Americans don't have the money for pavement. We can't spare resources for saving Ukraine from Russia. We will be able to sell our oil for more, except the Chinese are going to take oil off the open market, end the fungible oil market entirely, and shift oil into a tradable good, sold and delivered under contract. They want to do this with Canada, Venezuela, Mexico, Nigeria, Iran, everywhere that still has oil to sell. And some of that oil would have gone to paving our roads.

It is in your best interest to look hard at your local roads and imagine them eroded, partially missing, overgrown. That eventually even 4WD won't work on what is left because the surface is too narrow, and too many washouts and fallen trees. It becomes Singletrack, passable by motorcycles, mountain bike, or on foot. The road in Japan wouldn't be passable with a jeep without a lot of stopping and breaking out the chainsaw, and probably a shovel. It's going to need a lot more maintenance. And when the maintenance is more than people care to do, because only the fool further up the road uses it? Screw them. Let them do it. And that's how our roads will fall apart.

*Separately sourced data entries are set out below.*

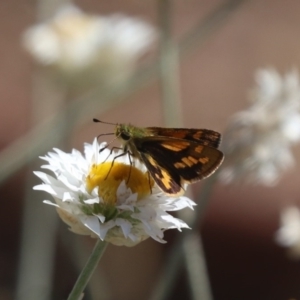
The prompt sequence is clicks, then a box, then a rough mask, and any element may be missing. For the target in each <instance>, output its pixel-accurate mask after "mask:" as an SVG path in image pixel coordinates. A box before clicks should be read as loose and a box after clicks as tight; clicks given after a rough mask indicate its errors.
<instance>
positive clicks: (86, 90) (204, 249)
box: [0, 0, 300, 300]
mask: <svg viewBox="0 0 300 300" xmlns="http://www.w3.org/2000/svg"><path fill="white" fill-rule="evenodd" d="M63 4H68V5H71V4H70V3H67V2H64V1H49V0H48V1H47V0H40V1H26V0H25V1H17V0H10V1H8V0H2V1H1V2H0V24H1V25H0V31H1V34H0V36H2V40H1V47H0V53H1V59H0V99H1V100H0V119H1V126H0V137H1V139H0V147H1V148H0V150H1V151H0V166H1V167H0V180H1V181H0V184H1V186H0V190H1V192H0V195H1V200H2V201H1V203H2V207H1V209H0V237H1V246H0V299H1V300H2V299H3V300H11V299H45V300H47V299H67V297H68V294H69V292H70V290H71V288H72V286H73V284H74V282H75V281H76V278H77V276H78V274H79V272H80V270H81V269H82V266H83V264H84V262H85V261H86V259H87V258H88V256H89V254H90V252H91V251H92V247H93V245H94V242H95V241H94V240H92V239H90V238H87V237H83V236H77V235H74V234H73V233H71V232H69V231H68V229H67V226H66V225H65V224H63V223H62V221H61V220H58V217H57V215H56V213H55V210H54V209H52V208H51V207H48V206H46V205H44V204H43V203H42V200H44V199H49V196H48V195H45V194H44V193H39V192H36V191H35V192H33V191H32V186H33V185H35V184H38V183H39V181H38V180H37V179H35V178H34V176H33V173H32V171H33V170H38V169H39V168H40V165H41V164H42V161H41V160H39V159H38V156H43V155H45V154H46V152H48V151H50V150H51V149H52V148H54V147H58V148H60V149H63V150H64V151H66V152H69V151H71V149H72V148H76V149H78V150H80V151H82V149H83V143H84V142H88V143H91V142H92V141H93V139H94V137H96V136H97V135H99V134H100V133H106V132H111V131H112V127H111V126H109V125H103V124H95V123H93V122H92V119H93V118H99V119H101V120H105V121H108V122H119V123H128V122H130V123H132V124H134V125H137V126H169V127H181V126H184V127H191V128H209V129H213V130H216V131H219V132H221V133H224V132H225V131H226V128H227V126H228V123H229V120H230V118H231V116H232V115H233V114H235V113H236V112H238V111H240V110H245V109H246V108H247V107H248V106H249V104H250V101H249V92H250V91H251V89H252V88H253V87H255V84H256V83H255V82H256V81H255V74H256V71H257V70H258V69H261V68H269V67H271V68H275V69H276V70H277V71H278V72H279V73H280V74H283V75H284V74H285V73H286V72H288V71H290V70H291V69H292V68H295V69H298V68H299V65H300V51H299V49H300V39H299V38H298V36H299V32H300V18H299V16H300V2H298V1H292V0H286V1H279V0H263V1H261V0H260V1H259V0H256V1H255V0H252V1H250V0H249V1H247V0H244V1H241V0H240V1H237V0H235V1H222V0H213V1H212V0H210V1H208V0H188V1H179V0H157V1H154V0H144V1H138V0H130V1H121V0H113V1H104V0H99V1H90V0H86V1H74V2H73V4H72V5H73V6H72V8H71V9H70V7H69V8H64V10H63V11H60V12H59V13H57V11H58V10H59V9H61V5H63ZM116 13H117V14H118V15H115V14H116ZM112 15H114V17H111V16H112ZM64 17H67V18H69V19H67V21H64V19H63V18H64ZM98 17H99V18H100V17H102V18H103V19H101V22H102V23H101V22H100V23H101V24H100V25H99V22H98V21H97V18H98ZM109 18H111V19H109ZM122 18H133V19H134V20H136V22H137V24H138V25H136V26H140V27H138V28H137V27H135V28H134V26H133V27H132V28H131V27H130V26H131V25H130V24H131V23H130V22H131V21H128V19H122ZM72 22H73V23H72ZM114 22H115V23H114ZM122 22H124V23H122ZM37 24H42V25H40V26H41V27H34V28H35V29H33V27H32V26H34V25H37ZM47 26H50V27H47ZM110 26H112V27H110ZM99 28H100V29H99ZM111 28H113V29H111ZM106 29H107V31H105V30H106ZM123 29H124V32H123V31H122V30H123ZM126 29H127V30H126ZM28 30H29V31H28ZM85 30H87V31H85ZM89 30H91V31H89ZM94 30H96V31H94ZM97 30H100V31H99V32H97ZM131 33H132V34H133V38H132V37H131V35H130V34H131ZM102 35H103V37H102ZM95 36H96V38H95ZM112 36H113V37H114V38H115V40H114V39H112ZM86 37H88V38H87V41H85V38H86ZM101 39H102V40H101ZM60 41H62V42H61V43H62V44H59V43H60ZM85 43H90V44H91V45H90V44H88V45H86V44H85ZM95 45H97V47H98V48H97V47H96V48H97V49H96V50H95V49H94V48H93V47H95ZM102 45H104V46H103V48H101V47H102ZM100 46H101V47H100ZM77 47H78V49H79V50H78V52H76V51H77ZM118 47H120V48H118ZM99 49H100V50H99ZM68 51H70V53H69V52H68ZM72 51H73V52H72ZM97 51H98V52H97ZM91 57H92V58H91ZM299 101H300V100H299ZM224 142H225V141H224ZM278 143H279V144H280V143H281V140H280V139H279V140H278ZM292 150H293V155H294V157H295V162H296V164H295V165H294V166H293V168H291V169H289V170H288V171H287V172H283V173H282V174H281V176H280V179H279V180H278V182H276V184H274V185H272V186H265V185H252V184H247V183H240V182H239V183H238V184H230V185H224V184H223V183H221V182H219V181H217V182H215V183H214V186H213V190H212V191H211V194H210V199H209V201H208V203H207V205H206V206H205V210H202V212H201V216H202V217H201V221H200V222H199V226H196V227H194V228H193V232H196V233H197V236H198V237H200V236H201V239H202V243H201V245H202V246H203V251H204V256H205V259H206V267H205V268H206V269H207V274H206V275H207V276H208V277H207V278H208V279H209V286H210V288H209V290H210V292H209V293H208V294H206V296H201V299H202V300H203V299H204V300H205V299H216V300H227V299H230V300H241V299H242V300H259V299H264V300H266V299H270V300H271V299H272V300H277V299H278V300H279V299H281V300H282V299H284V300H287V299H300V289H299V282H300V262H299V261H298V260H297V259H291V258H290V257H289V255H288V254H287V250H286V249H285V248H283V247H281V246H280V245H278V244H276V242H275V234H276V231H277V230H278V228H279V226H280V214H281V212H282V210H283V209H284V208H285V207H288V206H289V205H293V206H297V205H299V204H300V198H299V161H300V148H299V145H295V147H293V149H292ZM274 151H275V149H274ZM204 184H205V181H203V182H201V183H197V184H195V185H193V187H192V189H191V190H190V196H191V197H192V198H193V199H194V200H195V201H196V202H197V195H201V190H202V188H203V185H204ZM180 234H181V233H179V232H171V231H170V232H166V240H167V241H168V243H167V244H166V245H162V244H159V243H157V242H155V241H153V240H150V239H148V240H147V241H145V242H143V243H141V244H139V245H138V246H136V247H133V248H126V247H117V246H113V245H109V247H108V249H107V250H106V253H105V254H104V257H103V259H102V260H101V262H100V265H99V268H98V270H97V272H96V274H95V275H94V277H93V279H92V281H91V284H90V286H89V288H88V289H87V291H86V295H85V298H84V299H108V300H119V299H122V300H127V299H131V300H135V299H136V300H138V299H155V300H156V299H200V297H198V298H197V293H195V292H193V291H191V288H190V285H191V284H190V281H193V278H192V279H191V276H190V275H189V272H188V271H187V267H186V266H185V265H184V264H181V265H180V267H179V272H178V276H175V281H174V282H173V283H172V286H171V288H170V289H169V291H168V292H166V293H165V294H164V296H161V295H160V294H159V292H157V282H158V279H160V277H161V275H162V274H165V273H162V272H163V270H164V266H165V264H166V263H167V261H168V259H169V258H170V253H172V252H171V251H172V247H174V245H176V240H177V238H178V236H179V235H180ZM178 259H179V258H178ZM185 261H187V260H185ZM204 273H205V272H204ZM166 274H168V273H166ZM176 274H177V273H176ZM207 278H206V279H207ZM167 279H168V278H167V277H165V278H164V280H167ZM206 279H205V280H206ZM203 280H204V279H203ZM200 281H201V278H200ZM199 284H200V285H201V282H200V283H199ZM206 288H207V287H206Z"/></svg>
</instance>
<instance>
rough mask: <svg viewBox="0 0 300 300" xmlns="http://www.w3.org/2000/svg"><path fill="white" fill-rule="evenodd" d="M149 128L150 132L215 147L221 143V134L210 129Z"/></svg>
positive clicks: (215, 131) (162, 135)
mask: <svg viewBox="0 0 300 300" xmlns="http://www.w3.org/2000/svg"><path fill="white" fill-rule="evenodd" d="M147 130H149V131H150V134H151V133H152V134H154V135H158V136H165V137H171V138H176V139H183V140H188V141H194V142H197V143H200V144H201V145H205V146H210V147H213V148H218V147H219V145H220V143H221V134H220V133H219V132H216V131H213V130H209V129H195V128H161V127H147Z"/></svg>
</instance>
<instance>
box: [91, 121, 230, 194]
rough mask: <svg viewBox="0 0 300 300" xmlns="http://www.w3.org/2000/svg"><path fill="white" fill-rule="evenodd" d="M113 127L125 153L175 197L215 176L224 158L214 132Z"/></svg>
mask: <svg viewBox="0 0 300 300" xmlns="http://www.w3.org/2000/svg"><path fill="white" fill-rule="evenodd" d="M93 120H94V122H101V123H106V122H102V121H100V120H98V119H93ZM106 124H112V123H106ZM113 125H115V126H116V127H115V132H114V134H115V136H116V137H117V138H118V139H119V140H120V141H121V143H122V148H123V150H124V154H129V155H131V156H133V157H135V158H137V159H139V160H140V161H141V162H142V163H144V165H145V166H146V168H147V169H148V172H149V173H150V175H151V177H152V178H153V180H154V181H155V182H156V183H157V185H158V186H159V187H160V188H161V190H162V191H163V192H165V193H167V194H170V195H173V196H175V195H181V194H183V193H184V186H185V184H190V183H194V182H196V181H199V180H201V179H204V178H206V177H208V176H210V175H211V174H213V173H214V172H215V171H216V170H217V169H218V168H219V166H220V165H221V163H222V161H223V159H224V155H223V153H222V152H221V151H220V150H218V149H217V148H218V146H219V144H220V141H221V134H220V133H218V132H216V131H213V130H208V129H189V128H162V127H145V128H143V127H136V126H133V125H131V124H113Z"/></svg>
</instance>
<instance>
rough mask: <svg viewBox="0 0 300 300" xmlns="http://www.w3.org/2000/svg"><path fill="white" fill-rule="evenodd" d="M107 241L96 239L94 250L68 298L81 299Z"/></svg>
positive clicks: (107, 244) (84, 266) (97, 263)
mask: <svg viewBox="0 0 300 300" xmlns="http://www.w3.org/2000/svg"><path fill="white" fill-rule="evenodd" d="M107 245H108V243H107V242H104V241H101V240H98V241H97V243H96V245H95V247H94V250H93V252H92V254H91V256H90V257H89V259H88V261H87V263H86V265H85V266H84V268H83V269H82V272H81V273H80V275H79V277H78V279H77V281H76V283H75V285H74V287H73V289H72V291H71V293H70V295H69V297H68V300H79V299H82V293H83V291H84V289H85V287H86V286H87V284H88V282H89V280H90V278H91V277H92V275H93V273H94V271H95V269H96V267H97V266H98V263H99V261H100V259H101V257H102V255H103V254H104V251H105V249H106V247H107Z"/></svg>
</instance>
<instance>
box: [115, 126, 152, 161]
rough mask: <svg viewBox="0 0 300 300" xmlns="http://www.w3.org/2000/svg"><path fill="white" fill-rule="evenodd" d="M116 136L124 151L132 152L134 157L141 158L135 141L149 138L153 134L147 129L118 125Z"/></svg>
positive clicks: (115, 129) (117, 126)
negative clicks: (123, 149)
mask: <svg viewBox="0 0 300 300" xmlns="http://www.w3.org/2000/svg"><path fill="white" fill-rule="evenodd" d="M115 135H116V137H117V138H118V139H119V140H120V141H121V143H122V145H123V148H124V151H130V152H131V154H132V155H133V156H135V157H136V158H140V155H139V152H138V151H137V149H136V146H135V143H134V139H139V138H143V137H146V136H149V135H151V133H150V132H148V130H147V128H143V127H135V126H133V125H131V124H118V125H117V126H116V128H115Z"/></svg>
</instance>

Someday in the future, when we're riding electric scooters or simple mountain bikes through the brush and hoping not to startle a black bear or rattlesnake or take a bad spill, those old enough to remember roads with smooth pavement will feel the most regret. Those who grow up without it will sensibly live in town instead of cling to the notion of independence we have. They will know it is not romantic, merely inconvenient.